Estimated hours spent reviewing: 1.5

Review Comments:

  1. The EDA and final reports are nice and concise with proper headings for each section. Maybe try to have less code in the EDA file and if possible no code in the final report.
  2. The plots used, especially in the final report, are well labelled and easy to follow and interpret.
  3. I belive the ReadMe file is not updated as there is mismatch in the name of the the Python script used to download data. The Readme file mentions running the script "download_data.py" in the src directory but the src directory does not have this script. Instead there is a "fetch_dataset.py" which I believe is supposed to be used to download the dataset.
  4. It may be helpful to include the url needed to download the datastet within the Readme file as well as include it when stating how to run the "download_data.py". The current link in the Readme file links to Kaggle and seems to be broken.

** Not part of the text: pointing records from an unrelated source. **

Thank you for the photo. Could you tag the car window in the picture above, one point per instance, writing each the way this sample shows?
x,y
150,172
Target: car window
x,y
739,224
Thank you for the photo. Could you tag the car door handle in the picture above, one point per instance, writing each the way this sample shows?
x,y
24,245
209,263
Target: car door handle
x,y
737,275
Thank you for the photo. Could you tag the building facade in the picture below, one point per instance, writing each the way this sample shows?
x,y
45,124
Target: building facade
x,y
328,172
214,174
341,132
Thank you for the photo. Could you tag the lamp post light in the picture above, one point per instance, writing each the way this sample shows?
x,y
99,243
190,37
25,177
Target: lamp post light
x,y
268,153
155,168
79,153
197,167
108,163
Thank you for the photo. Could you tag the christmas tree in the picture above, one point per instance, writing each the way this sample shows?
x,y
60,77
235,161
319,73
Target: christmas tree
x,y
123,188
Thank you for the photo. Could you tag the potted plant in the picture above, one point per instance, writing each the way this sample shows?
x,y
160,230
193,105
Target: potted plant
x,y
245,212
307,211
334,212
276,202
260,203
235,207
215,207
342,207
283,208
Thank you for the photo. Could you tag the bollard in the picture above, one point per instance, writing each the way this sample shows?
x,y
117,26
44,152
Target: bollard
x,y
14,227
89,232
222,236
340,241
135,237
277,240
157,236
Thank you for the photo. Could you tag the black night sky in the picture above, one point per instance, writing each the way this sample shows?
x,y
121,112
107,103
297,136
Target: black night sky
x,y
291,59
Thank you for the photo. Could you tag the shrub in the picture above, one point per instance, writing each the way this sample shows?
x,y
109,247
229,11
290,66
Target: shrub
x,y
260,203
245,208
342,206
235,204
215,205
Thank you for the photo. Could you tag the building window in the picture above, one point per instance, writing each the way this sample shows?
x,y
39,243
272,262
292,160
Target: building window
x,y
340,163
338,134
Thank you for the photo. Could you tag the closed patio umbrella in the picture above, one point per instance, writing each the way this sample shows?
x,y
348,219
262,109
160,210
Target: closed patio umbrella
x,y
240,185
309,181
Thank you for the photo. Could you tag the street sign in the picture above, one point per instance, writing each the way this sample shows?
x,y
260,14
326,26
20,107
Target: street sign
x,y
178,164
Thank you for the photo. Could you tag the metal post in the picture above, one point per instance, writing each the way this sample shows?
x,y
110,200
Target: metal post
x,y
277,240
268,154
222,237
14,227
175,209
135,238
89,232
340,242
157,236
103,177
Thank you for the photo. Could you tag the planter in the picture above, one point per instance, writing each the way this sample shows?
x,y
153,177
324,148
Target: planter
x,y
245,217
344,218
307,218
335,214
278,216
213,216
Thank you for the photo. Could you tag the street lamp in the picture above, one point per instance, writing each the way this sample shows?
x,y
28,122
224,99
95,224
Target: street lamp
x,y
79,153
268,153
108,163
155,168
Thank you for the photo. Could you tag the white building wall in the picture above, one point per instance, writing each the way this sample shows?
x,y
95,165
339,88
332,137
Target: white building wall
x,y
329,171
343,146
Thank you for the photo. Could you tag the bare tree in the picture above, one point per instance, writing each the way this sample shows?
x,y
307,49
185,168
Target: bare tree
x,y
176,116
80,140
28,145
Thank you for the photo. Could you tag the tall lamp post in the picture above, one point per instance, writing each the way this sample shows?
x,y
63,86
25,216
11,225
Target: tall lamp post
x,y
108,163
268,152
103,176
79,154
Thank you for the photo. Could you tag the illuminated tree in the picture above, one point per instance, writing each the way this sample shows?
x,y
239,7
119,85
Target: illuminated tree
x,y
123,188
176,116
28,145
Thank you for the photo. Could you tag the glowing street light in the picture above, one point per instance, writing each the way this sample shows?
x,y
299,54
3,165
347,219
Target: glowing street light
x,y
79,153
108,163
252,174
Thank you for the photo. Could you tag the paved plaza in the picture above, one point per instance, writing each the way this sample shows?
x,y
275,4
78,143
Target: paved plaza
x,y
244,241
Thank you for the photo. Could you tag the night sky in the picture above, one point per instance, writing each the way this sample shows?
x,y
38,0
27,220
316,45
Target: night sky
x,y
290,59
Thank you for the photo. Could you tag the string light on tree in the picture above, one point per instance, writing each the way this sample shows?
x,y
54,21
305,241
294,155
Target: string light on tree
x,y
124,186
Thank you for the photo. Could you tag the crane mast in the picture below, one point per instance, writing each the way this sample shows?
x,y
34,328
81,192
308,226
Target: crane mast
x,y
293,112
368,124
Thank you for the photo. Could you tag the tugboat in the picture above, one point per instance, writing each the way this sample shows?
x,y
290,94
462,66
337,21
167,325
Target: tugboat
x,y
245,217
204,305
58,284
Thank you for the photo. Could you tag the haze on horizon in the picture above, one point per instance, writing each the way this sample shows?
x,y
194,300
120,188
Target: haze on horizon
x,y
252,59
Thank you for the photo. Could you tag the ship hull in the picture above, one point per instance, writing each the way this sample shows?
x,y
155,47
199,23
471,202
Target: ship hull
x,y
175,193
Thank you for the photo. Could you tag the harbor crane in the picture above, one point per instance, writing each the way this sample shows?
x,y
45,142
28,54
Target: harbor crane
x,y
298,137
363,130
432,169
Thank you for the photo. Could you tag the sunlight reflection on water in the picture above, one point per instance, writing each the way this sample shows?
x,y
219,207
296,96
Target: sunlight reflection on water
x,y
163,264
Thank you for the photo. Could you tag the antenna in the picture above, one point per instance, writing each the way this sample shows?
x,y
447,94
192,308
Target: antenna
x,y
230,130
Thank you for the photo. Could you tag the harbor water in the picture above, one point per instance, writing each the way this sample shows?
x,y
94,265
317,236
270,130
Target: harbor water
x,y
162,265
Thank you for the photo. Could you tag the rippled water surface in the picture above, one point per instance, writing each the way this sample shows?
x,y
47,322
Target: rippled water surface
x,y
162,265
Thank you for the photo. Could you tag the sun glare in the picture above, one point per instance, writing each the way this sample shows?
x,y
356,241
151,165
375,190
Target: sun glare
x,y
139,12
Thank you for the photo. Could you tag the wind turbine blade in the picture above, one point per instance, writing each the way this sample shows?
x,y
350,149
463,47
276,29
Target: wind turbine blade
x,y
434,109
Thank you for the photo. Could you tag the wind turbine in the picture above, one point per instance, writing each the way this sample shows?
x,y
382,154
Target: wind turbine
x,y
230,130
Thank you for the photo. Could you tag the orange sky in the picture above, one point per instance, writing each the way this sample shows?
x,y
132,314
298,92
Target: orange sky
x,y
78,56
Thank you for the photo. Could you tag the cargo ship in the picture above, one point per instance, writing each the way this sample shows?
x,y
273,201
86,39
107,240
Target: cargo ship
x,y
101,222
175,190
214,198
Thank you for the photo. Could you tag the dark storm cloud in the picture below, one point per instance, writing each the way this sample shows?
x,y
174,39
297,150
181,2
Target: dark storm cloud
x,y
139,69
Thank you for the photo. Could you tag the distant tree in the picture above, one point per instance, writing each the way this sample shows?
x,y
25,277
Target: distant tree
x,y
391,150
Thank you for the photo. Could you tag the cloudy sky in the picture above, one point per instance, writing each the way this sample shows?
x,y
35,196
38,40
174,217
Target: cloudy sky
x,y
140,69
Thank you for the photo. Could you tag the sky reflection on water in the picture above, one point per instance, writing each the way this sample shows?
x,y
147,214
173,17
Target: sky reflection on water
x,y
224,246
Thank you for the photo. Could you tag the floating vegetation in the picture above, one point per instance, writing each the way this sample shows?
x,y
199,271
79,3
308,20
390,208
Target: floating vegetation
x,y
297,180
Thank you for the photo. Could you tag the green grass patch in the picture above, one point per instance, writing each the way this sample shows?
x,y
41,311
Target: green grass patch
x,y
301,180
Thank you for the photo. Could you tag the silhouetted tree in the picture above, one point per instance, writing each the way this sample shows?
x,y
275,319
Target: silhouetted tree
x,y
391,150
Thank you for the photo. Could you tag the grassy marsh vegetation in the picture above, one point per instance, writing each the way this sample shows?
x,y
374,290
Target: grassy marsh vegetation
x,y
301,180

  5. Your report mentions there is a slight class imbalance because of which the metric used is the F1 score. With the problem at hand you could maybe try to deal with the class imbalance and use recall as the metric of choice, given that you are already calculating it.
  6. The results from the correlation plots state that there is a correlation between "max_hr_achieved" and the target. However I could not find this feature in the EDA. I believe you are renaming an existing feature. To avoid confusion it may be helpful to include the final features with their names and data types either at the end of your EDA or in the beginning of the final report
  7. Coming back to the correlation plots, the correlation method used is the Spearman correlation, which I believe is used to check correlation between ordinal/ranked variables. However here the correlation is being calcualted between a continuous variable (max_hr_achieved) and a binary variable (Heart Disease vs no Heart Diseases). As such, correlation between the two variables may not be interpretable. However, if it is, you may include the reasoning behind using this metric.
  8. A minor suggestion would be to give a meaningful name to the final report. Currently it's named "book.pdf". The name is not very intuitive and the Readme file does not explicity state what the final report is called. If someone is browsing through the repository, it is difficult to identify the report.